Yes, we have talked about this numerous times. We agree that we should have set date nights, because you can't go from nothing to full on. However, these date nights don't happen. Dam it, someone has to instigate that. The other week I sent a message to my wife saying let's have dinner together after the kids have gone to bed. She forgot, ate dinner with the kids, and then I was so fed up I didn't bother with anything. Neither did she.
Sometimes when we go out, we both get dressed up, come home, then go to bed. Nothing.
She knows everything I mentioned in my post. But there is a history in our marriage of raising problems and no changes being made.
I'm fairly sure there is nobody else. I don't think our marriage is missing love, its just missing intimacy and physicality. Without which the live will wane I am sure.
I explained to her two weeks ago that we can't carry on like this.
I would really hate your approach and would hate you thinking a date - throw a dog a bone, in other words - will get you sex. I'm horny most of the time and have a happy, if not exhausted husband, but you wouldn't get any from me. You also wouldn't get any by the methods, threats, ultimatums, and she ought to just do it mentalies people are telling you to employ. You have responded to several of them, and I'm wondering why you haven't responded to my post. In none of your responses have I read you say anything about spending time with your wife. You only mentioned the talks and the dates you plan to get sex. You say you don't go about it under that pretext, but your wife isn't stupid. She knows. What she gets out of your discussions and date planning is you demanding sex. The only questions are if she feels she has reasons for resentment (which you can't tell us), whether she feels otherwise neglected, and whether the sexual encounters give her satisfaction. These are three reasons women sometimes don't want to have to sex. The are others, such as some women losing libido and don't know why, but these are the three main ones.
It's interesting that the responses to these no-sex kinds of threads always jump on the poster's side to point to the wife and how awful and inconsiderate and disrespectful and unloving she is, so I guess I can understand you ignoring my post that doesn't entirely support your point of view and might suggest that something is required of you, or that you may in some way contribute to her lack of desire. But just food for thought, the responses you received in this thread are exact repeats of the responses in all the other threads of this topic. And please believe they are numerous, almost daily, and almost daily down through the years. Believe also that I've never read anybody come back to report any kind of improvement in their sex life, so I'm not really sure why so many people continue to repeat the same unhelpful advice, commiserations, and wife bashing.
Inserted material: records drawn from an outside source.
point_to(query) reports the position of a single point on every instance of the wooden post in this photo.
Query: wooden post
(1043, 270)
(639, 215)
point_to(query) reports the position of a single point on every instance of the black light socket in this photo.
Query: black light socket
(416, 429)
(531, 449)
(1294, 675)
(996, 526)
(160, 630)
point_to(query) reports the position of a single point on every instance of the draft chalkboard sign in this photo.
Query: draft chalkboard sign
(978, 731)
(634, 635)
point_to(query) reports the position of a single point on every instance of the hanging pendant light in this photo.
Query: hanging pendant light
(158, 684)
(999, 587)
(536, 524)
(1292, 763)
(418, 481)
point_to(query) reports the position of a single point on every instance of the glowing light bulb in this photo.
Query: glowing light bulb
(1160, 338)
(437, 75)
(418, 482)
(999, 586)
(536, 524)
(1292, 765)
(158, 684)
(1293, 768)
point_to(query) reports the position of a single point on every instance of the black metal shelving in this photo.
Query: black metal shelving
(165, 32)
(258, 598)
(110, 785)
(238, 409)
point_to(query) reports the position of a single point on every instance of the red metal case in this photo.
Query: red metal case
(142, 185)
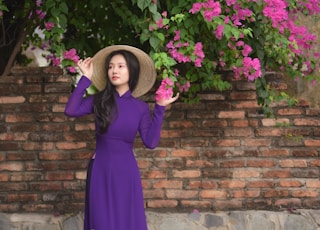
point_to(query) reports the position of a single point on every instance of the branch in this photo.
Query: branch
(14, 53)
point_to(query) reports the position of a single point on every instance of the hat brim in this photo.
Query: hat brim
(147, 76)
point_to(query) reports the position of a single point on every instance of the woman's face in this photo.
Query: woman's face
(118, 73)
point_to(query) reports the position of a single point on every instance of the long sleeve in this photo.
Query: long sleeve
(150, 129)
(77, 105)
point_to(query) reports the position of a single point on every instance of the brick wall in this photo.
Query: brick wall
(219, 154)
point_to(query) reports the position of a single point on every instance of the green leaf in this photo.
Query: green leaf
(143, 4)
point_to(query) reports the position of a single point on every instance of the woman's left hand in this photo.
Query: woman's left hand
(165, 101)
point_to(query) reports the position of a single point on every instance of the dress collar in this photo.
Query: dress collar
(125, 95)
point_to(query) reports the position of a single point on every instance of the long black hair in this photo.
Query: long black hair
(105, 107)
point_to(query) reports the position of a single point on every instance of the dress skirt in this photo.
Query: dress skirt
(114, 197)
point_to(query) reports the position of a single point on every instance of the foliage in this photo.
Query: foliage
(190, 41)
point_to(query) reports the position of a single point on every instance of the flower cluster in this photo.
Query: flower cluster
(247, 37)
(165, 90)
(68, 60)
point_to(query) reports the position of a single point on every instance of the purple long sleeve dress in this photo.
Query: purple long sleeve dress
(115, 199)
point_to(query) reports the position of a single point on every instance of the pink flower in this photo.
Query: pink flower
(177, 35)
(198, 50)
(213, 10)
(219, 32)
(40, 14)
(183, 88)
(165, 90)
(159, 23)
(56, 61)
(72, 55)
(246, 50)
(49, 25)
(71, 69)
(196, 7)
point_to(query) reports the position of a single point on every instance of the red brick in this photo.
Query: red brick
(12, 100)
(181, 124)
(260, 184)
(290, 183)
(202, 184)
(13, 187)
(184, 153)
(196, 204)
(247, 105)
(314, 163)
(290, 111)
(37, 208)
(227, 143)
(54, 156)
(232, 164)
(11, 166)
(18, 118)
(275, 153)
(313, 184)
(214, 123)
(4, 177)
(213, 194)
(305, 193)
(84, 127)
(143, 164)
(312, 143)
(227, 205)
(275, 122)
(174, 133)
(181, 194)
(290, 202)
(246, 174)
(186, 173)
(243, 95)
(45, 186)
(293, 163)
(305, 153)
(232, 114)
(37, 146)
(10, 208)
(53, 176)
(239, 132)
(232, 184)
(261, 163)
(276, 193)
(24, 156)
(269, 132)
(22, 197)
(257, 142)
(193, 142)
(277, 174)
(26, 176)
(162, 203)
(306, 122)
(240, 123)
(199, 164)
(70, 145)
(245, 193)
(172, 184)
(153, 174)
(153, 194)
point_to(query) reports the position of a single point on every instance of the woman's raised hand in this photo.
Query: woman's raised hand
(86, 67)
(166, 101)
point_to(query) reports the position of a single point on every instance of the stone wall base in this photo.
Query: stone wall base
(233, 220)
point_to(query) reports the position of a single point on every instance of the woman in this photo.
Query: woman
(114, 198)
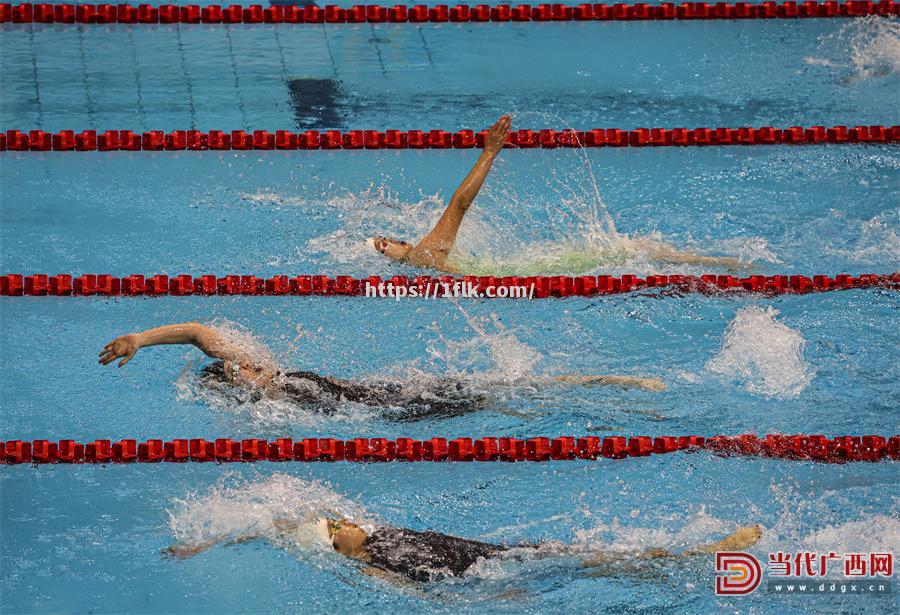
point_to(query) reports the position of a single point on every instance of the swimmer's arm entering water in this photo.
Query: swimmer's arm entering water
(676, 257)
(625, 382)
(185, 551)
(207, 339)
(433, 249)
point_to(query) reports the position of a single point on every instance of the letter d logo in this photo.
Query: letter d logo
(738, 573)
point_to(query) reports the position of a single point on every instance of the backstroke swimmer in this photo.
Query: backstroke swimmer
(441, 397)
(433, 251)
(404, 555)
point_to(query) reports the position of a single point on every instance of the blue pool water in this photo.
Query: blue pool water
(87, 538)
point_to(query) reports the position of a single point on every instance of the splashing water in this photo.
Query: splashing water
(235, 507)
(572, 233)
(764, 354)
(510, 360)
(457, 376)
(262, 410)
(868, 48)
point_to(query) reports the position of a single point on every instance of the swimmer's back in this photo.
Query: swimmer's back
(425, 556)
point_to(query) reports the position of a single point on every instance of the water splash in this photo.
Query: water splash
(763, 354)
(513, 229)
(263, 411)
(493, 355)
(235, 507)
(867, 48)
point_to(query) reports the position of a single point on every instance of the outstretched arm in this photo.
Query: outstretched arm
(249, 371)
(184, 551)
(625, 382)
(207, 339)
(433, 249)
(676, 257)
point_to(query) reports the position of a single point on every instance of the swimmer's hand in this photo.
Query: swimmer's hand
(496, 136)
(125, 346)
(183, 551)
(626, 382)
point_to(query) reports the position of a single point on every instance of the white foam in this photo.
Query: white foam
(763, 354)
(235, 507)
(868, 48)
(512, 229)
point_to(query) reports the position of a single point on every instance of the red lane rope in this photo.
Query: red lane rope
(254, 14)
(535, 287)
(158, 140)
(801, 447)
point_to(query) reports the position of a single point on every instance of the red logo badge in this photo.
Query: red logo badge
(738, 573)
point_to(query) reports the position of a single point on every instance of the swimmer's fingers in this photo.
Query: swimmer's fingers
(128, 357)
(108, 356)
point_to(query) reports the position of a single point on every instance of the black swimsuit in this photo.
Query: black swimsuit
(442, 398)
(425, 556)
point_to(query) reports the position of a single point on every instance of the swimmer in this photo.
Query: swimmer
(404, 555)
(438, 398)
(433, 250)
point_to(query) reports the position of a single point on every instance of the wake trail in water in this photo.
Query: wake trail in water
(763, 354)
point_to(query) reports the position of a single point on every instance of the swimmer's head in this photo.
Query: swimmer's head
(394, 249)
(346, 537)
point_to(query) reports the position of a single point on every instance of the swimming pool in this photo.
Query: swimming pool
(88, 537)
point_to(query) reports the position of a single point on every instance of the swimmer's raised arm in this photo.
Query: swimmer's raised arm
(433, 249)
(183, 551)
(207, 339)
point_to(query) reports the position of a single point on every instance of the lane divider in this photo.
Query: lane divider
(218, 140)
(799, 447)
(537, 287)
(442, 13)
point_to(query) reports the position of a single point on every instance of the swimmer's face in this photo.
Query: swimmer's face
(347, 538)
(392, 248)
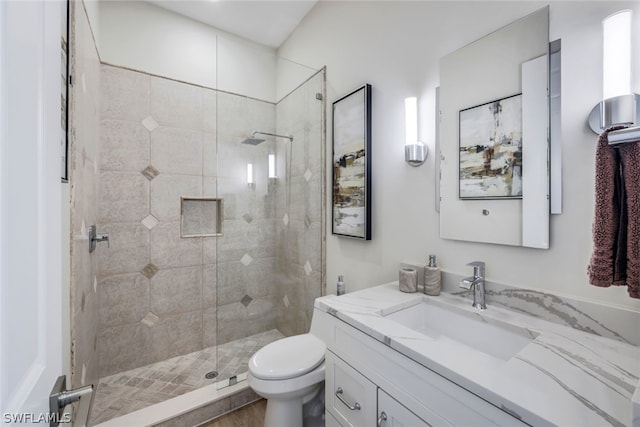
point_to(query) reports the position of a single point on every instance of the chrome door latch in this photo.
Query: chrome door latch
(60, 397)
(95, 238)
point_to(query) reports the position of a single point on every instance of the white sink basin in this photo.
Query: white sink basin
(439, 321)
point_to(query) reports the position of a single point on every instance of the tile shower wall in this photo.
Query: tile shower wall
(161, 295)
(300, 220)
(84, 123)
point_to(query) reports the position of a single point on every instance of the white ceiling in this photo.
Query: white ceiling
(268, 22)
I'm only trying to submit a different approach and method, one that takes your wife's needs into consideration in order to get your needs addressed. In another article, How Can A Husband Receive The Sex He Needs
, Dr. Harley notes that getting the sex you need requires negotiation, which is the reason I said something is required of you. Understanding that something is required of you is half your battle. Knowing what is required and properly executing that strategy gets you claiming victory....on a regular, if not frequent basis. Read his article and incorporate his instructions with @Anastasia6
Just to note there was one person I've heard of that had success in improving their sex life because they had their wife read an online article/blog that she found helpful. But I can't remember the name of it. If anyone knows what I'm referring to, please post a link to the blog. The title goes something like "The ____________ Wife." I can tell you it's definitely NOT the book titled "The Surrendered Wife" by Laura Doyle. The blank line stood for a different word.